Following a question from the audience regarding when the rate would be lifted for people who are currently not working, the member for Goldstein in Melbourne’s south-eastern suburbs argued that it does not exist to act as a sustainable income for the unemployed.
“You can live off it, but it is very, very difficult, and no one’s pretending otherwise,” Wilson said.
“Very much the focus of Newstart is that people don’t end up there.
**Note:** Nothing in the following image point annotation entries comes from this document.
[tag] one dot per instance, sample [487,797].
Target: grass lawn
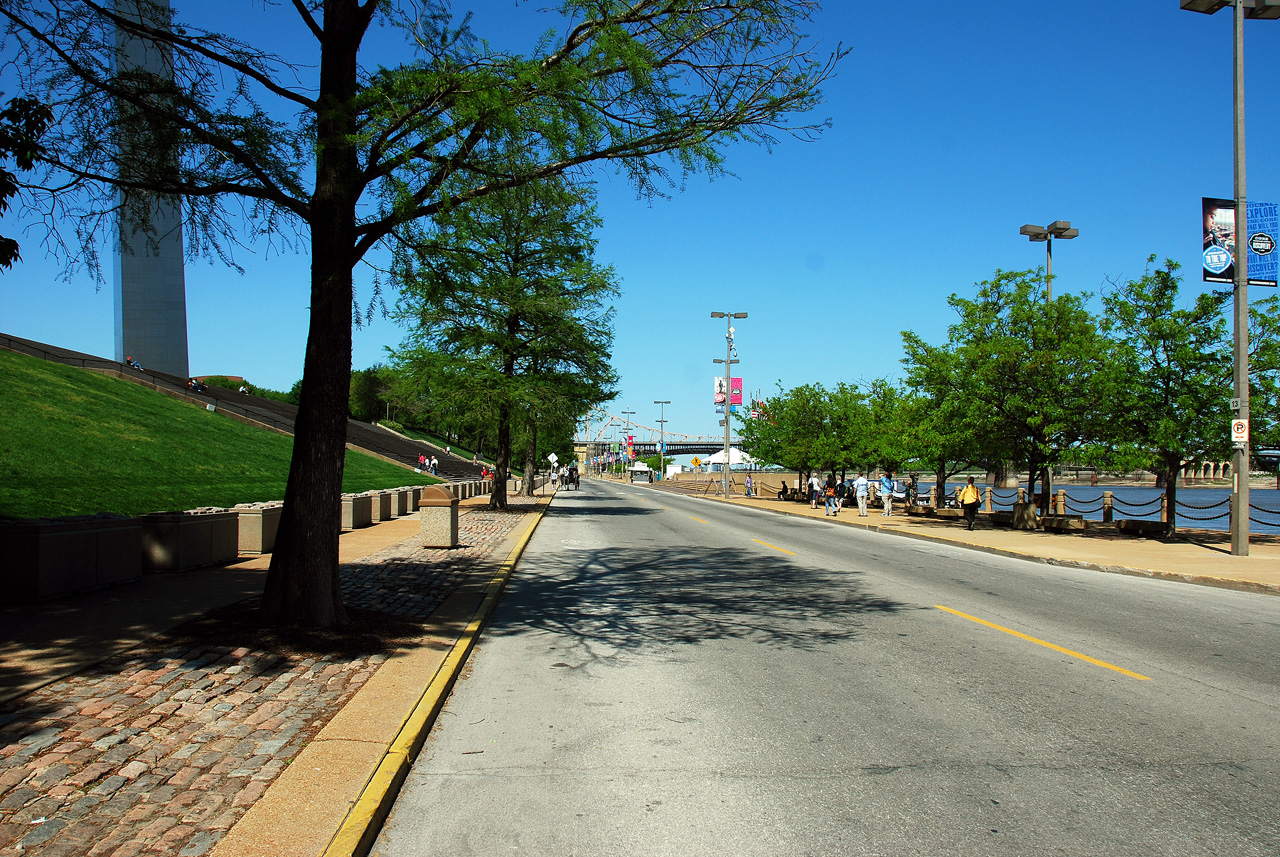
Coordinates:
[74,441]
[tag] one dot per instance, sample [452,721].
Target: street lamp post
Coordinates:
[626,432]
[1056,229]
[728,361]
[662,435]
[1267,9]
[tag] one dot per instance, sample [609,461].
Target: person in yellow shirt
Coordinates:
[969,498]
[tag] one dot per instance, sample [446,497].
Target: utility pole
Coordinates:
[728,361]
[662,435]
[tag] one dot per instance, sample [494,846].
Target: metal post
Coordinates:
[1240,457]
[728,371]
[1048,269]
[662,435]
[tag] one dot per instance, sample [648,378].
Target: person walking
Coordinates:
[860,490]
[887,493]
[969,496]
[828,493]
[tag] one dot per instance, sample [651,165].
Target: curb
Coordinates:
[1197,580]
[364,821]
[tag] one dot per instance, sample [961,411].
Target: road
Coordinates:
[672,676]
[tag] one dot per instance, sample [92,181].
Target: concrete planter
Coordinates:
[45,559]
[379,505]
[357,511]
[257,527]
[439,518]
[176,541]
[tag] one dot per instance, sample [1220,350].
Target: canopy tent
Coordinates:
[736,458]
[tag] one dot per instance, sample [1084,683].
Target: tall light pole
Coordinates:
[728,361]
[662,435]
[1056,229]
[1269,9]
[626,434]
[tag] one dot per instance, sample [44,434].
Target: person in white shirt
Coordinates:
[860,490]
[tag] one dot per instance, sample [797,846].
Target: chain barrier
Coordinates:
[1215,517]
[1134,505]
[1205,508]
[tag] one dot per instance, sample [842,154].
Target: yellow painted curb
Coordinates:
[364,821]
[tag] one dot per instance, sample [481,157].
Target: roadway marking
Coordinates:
[775,546]
[1047,645]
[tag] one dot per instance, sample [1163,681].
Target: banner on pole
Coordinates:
[1262,221]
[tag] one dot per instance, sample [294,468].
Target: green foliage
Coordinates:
[510,324]
[78,443]
[22,123]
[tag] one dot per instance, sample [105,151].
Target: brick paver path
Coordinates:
[163,748]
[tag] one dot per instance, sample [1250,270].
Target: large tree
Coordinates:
[1170,367]
[508,310]
[1028,370]
[346,146]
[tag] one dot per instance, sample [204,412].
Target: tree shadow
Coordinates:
[653,597]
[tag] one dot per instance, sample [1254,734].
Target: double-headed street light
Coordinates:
[626,432]
[1056,229]
[662,435]
[1266,9]
[728,361]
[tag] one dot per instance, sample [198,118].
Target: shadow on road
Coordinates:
[668,595]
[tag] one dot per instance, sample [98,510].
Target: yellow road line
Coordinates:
[1047,645]
[775,546]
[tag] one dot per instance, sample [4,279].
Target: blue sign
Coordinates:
[1264,223]
[1216,259]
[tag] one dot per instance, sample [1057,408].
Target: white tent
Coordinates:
[736,458]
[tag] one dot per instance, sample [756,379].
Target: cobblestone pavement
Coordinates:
[163,748]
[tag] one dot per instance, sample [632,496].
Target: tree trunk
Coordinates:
[530,461]
[1171,467]
[501,459]
[302,586]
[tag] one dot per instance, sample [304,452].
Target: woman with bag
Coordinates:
[968,498]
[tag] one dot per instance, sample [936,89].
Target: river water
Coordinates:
[1143,503]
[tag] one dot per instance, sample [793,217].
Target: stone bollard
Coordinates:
[259,522]
[438,511]
[356,511]
[1024,517]
[379,507]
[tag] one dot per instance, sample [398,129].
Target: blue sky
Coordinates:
[952,124]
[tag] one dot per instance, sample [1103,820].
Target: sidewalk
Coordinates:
[1197,557]
[222,737]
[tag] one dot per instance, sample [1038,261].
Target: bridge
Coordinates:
[599,430]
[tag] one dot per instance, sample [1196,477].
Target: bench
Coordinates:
[1063,522]
[1142,527]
The social safety net is supposed to be a trampoline, and not supposed to be a hammock, where people get used to it, and accommodated to it.”
Wilson went on to say that the ability to allocate more money for people living off Newstart was a challenge, and that he was not sure if there would be funding allocated in tonight’s Federal Budget to ease the pressure.
“Of course, the people who are on it are always going to want more money, but the reality is that money has to be taken from somebody else.”
Wilson was quick to point out that the government has been making other efforts to assist the unemployed, such as creating more employment opportunities for those in need, therefore reducing the reliance on the Newstart payment.
“The government has been delivering 1100 jobs a day to try and provide, not that safety net as a hammock, but a safety net as a trampoline, so that people can stand on their own two feet and be able to live off Newstart.”
The current rate for single people with no dependent is $545.80 fortnightly, equating to $38.90 per day.
The topic was raised after Federal MP Julie Banks declared last week that she could live off the $40 per day allowance.
The Q&A audience member who raised the question, Tiarne Crowther, described the payment as “seemingly impossible” to live on due to the lack of affordable rentals available for people on the Newstart Allowance.
Her opinion was supported by Shadow Minister for Human Services, Linda Burney, who argued that everyday expenses such as groceries, rent and utilities make living off the payment “almost impossible”.
“I could not live off $40 a day, and anyone who says that they can comfortably, they are living in a bubble.”